Recent studies have shown that respiratory viruses can increase epithelial iNOS expression. HRV infection increased the expression of iNOS messenger RNA and protein in human airway epithelial cells in a manner that was dependent upon viral replication. Importantly, increased epithelial iNOS gene expression was also detected in airway epithelial scrapings during symptomatic HRV infections. [32] Similarly, RSV infection induced iNOS expression in an alveolar epithelial cell line, and this induction was accompanied by increased nitrite levels in cell supernatants. [33] Influenza A infection also increases epithelial iNOS expression. [34] It remains unclear whether each of these viruses induce iNOS expression by identical mechanisms, but it is of interest that double-stranded RNA is formed during the replication of all of these viruses, and synthetic dsRNA is a potent stimulus for iNOS gene induction. [34]

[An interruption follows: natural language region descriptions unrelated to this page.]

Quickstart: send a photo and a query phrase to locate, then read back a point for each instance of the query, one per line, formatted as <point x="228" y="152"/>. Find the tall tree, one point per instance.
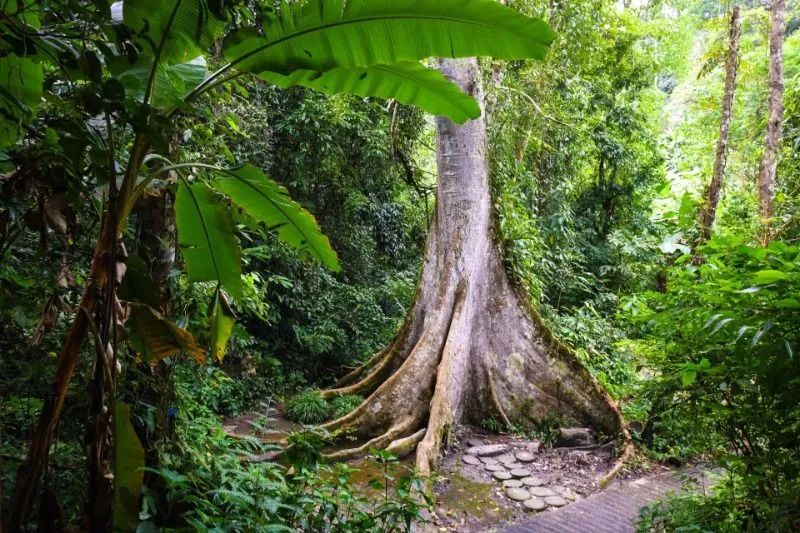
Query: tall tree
<point x="708" y="211"/>
<point x="769" y="162"/>
<point x="471" y="348"/>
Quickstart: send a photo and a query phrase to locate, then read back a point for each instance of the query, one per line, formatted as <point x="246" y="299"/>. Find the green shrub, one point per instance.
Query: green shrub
<point x="308" y="407"/>
<point x="345" y="404"/>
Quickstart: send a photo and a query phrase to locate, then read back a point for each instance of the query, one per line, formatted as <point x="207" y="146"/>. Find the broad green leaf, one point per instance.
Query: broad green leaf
<point x="222" y="321"/>
<point x="186" y="27"/>
<point x="20" y="94"/>
<point x="156" y="338"/>
<point x="765" y="277"/>
<point x="206" y="237"/>
<point x="172" y="83"/>
<point x="269" y="202"/>
<point x="128" y="470"/>
<point x="321" y="35"/>
<point x="407" y="82"/>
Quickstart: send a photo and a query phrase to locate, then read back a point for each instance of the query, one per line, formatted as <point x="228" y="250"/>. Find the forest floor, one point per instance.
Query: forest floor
<point x="487" y="482"/>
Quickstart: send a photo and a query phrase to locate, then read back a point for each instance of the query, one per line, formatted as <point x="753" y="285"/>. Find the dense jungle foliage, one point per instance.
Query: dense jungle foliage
<point x="275" y="241"/>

Despite increased epithelial iNOS expression in response to viral infection, data supporting increased levels of NO in exhaled air during colds have been more inconsistent. Levels of exhaled NO from the lower airways increase during natural viral infections of unknown etiology, [35] as well as during experimental infections with either HRV or influenza. [36,37] In contrast, no increases in either nasal or lower airway NO were detected during experimental RSV infections in adults. [38] Similarly, nasal levels of exhaled NO were found not to be increased during either HRV or influenza infections when assayed either by the 'off-line' measurement of NO or by the assessment of nitrite. [37,39]

These variations could suggest that epithelial iNOS expression is not a major contributor to nasal exhaled NO, or simply may reflect technical issues in measuring exhaled NO. In a more recent study in which both nasal and lower airway exhaled NO were assessed at multiple exhaled flow rates, [40**] significant increases in both nasal and lower airway exhaled NO were observed during symptomatic HRV infections, and these two indices were positively correlated. Increased nasal exhaled NO levels were also associated with increased nasal epithelial iNOS mRNA expression, a finding recently confirmed by others. [41*] Symptom scores were inversely correlated with increases in nasal NO. [40**] Moreover, those subjects with the largest nasal NO increases cleared virus more quickly. [40**] It will be important to confirm these observations using larger numbers of subjects.

 There is substantial evidence that NO possesses broad-ranging antiviral activity. In several animal cell lines, the antiviral actions of IFN-γ are mediated through the increased expression of iNOS and enhanced production of NO, [42] and mice engineered to be deficient in iNOS are more susceptible to viral infection. [43] In terms of the common cold, NO at levels comparable with those detected during in-vivo infections markedly inhibits the replication of HRV in epithelial cells. [40**,44] Similarly, the replication of influenza in epithelial cells is inhibited by NO. [45] More recently, it has been demonstrated that cells constitutively generating NO as a result of transfection with a retroviral construct containing iNOS could be infected with RSV, but viral replication inversely correlated with the level of NO generated, an effect that could be reversed in the presence of a NOS inhibitor. [46**]

Similarly, it has been shown that the increased replication of parainfluenza virus that occurs in epithelial cells from patients with cystic fibrosis is caused by an inability of cystic fibrosis cells to produce iNOS, and that the overexpression of iNOS or the addition of a NO donor provides protection against increased viral replication. [47**]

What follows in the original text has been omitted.